I have workload of almost 50/50 updates/reads ratio. Each record is read exactly once before its updated again. I think my data set takes about 20G, so 60G with replication factor of 3. With 16G RAM servers, I'm thinking of getting 9 machines to store my data set, and allow some room for growth.
To have balanced configuration, I should create 3 replication groups of 3 servers each? But given my read-write ratio, this will leave most of the servers unused.
Wouldn't 9 replication groups of 3, with each server hosting 3 replication nodes, one of which can perform writes, make better sense? Do I have a way to make sure I'm running with 1 master per server?
I assume you have gone through the sizing exercize in the Admin Guide and worked with the spreadsheet.
Whatever number of Rep Groups you end up having, NoSQL Database will evenly distribute the records across all of them. I'm not sure if your comment about many of the nodes going underutilized was in reference to that or not. Assuming a uniform workload across the keyspace, it will be a uniform workload across the Rep Groups.
All writes will go to the master Rep Node in the relevant Rep Group. Presently we do not have much support for 'maste affinity' but we may in a fututre release.
Depending on the Consistency parameter passed to the api call, a read may or may not go to a replica. It sounds like you are doing RMW, so it may be perfectly reasonable to use a Consistency policy which allows reading from a replica. The subsequent write would go to the master in any case.
One clarification: With replication factor of 3, I have one node serving writes and two serving reads on each group. With all the writes going to the master, I have 50% of the workload going to 30% of the servers, and the other 50% of the workload going to 60% of the servers. That's the lack of balance I'm worried about.

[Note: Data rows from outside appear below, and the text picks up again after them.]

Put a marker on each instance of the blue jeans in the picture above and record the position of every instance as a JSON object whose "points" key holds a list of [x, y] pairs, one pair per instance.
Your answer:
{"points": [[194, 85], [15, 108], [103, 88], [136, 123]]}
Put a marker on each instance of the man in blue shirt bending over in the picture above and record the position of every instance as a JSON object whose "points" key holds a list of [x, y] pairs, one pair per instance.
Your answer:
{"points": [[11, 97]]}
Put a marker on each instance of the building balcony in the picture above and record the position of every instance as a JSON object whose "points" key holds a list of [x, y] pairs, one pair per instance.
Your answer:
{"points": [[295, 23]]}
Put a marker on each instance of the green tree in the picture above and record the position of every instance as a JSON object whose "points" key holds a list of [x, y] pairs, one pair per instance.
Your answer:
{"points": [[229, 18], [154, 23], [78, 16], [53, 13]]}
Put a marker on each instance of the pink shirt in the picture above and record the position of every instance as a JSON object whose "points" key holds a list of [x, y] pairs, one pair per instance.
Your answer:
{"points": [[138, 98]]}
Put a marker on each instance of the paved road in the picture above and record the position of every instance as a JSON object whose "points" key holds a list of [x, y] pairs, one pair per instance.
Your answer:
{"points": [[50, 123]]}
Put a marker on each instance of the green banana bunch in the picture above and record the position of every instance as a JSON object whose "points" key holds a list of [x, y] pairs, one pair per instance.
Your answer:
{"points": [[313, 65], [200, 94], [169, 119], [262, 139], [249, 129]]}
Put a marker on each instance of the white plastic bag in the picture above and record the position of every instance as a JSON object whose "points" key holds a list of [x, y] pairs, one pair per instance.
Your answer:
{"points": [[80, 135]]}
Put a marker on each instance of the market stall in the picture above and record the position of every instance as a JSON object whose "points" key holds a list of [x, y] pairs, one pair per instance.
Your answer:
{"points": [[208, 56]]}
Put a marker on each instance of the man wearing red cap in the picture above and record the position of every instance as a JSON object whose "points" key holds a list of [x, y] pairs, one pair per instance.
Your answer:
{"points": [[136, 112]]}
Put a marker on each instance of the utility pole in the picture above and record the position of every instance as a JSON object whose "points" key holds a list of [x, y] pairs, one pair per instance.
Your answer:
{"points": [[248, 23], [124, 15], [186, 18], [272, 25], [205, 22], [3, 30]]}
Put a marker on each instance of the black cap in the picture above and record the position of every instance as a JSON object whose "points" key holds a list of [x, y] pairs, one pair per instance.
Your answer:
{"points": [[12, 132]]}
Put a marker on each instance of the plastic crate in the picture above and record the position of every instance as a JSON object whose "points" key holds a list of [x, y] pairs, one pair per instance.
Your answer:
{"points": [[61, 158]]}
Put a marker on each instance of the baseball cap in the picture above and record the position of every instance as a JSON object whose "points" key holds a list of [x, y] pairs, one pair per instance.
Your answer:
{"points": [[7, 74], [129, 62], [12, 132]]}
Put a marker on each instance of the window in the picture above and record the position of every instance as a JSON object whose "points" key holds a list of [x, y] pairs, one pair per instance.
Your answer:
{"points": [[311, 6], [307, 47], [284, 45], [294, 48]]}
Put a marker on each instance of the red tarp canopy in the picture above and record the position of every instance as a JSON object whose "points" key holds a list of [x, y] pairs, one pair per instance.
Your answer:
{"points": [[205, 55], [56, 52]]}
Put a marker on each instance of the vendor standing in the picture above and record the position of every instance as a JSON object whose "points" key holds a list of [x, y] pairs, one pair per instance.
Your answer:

The sizing exercise addresses disk space, and was helpful in that regard. It did not address throughput (or I missed something significant). In theory, I'd love to place one master on each storage node, to maximize the number of servers that serve writes.
You can have multiple Rep Nodes per Storage Node, but you have to be careful of resource contention (I.e. you should have each Rep Node on a separate spindle and you need to be careful that the Rep Nodes are from different Rep Groups). Also, we don't give you very good control of master affinity so it would be possible for multiple masters to end up on the same Storage Node. Better support for this may be available in the fututre.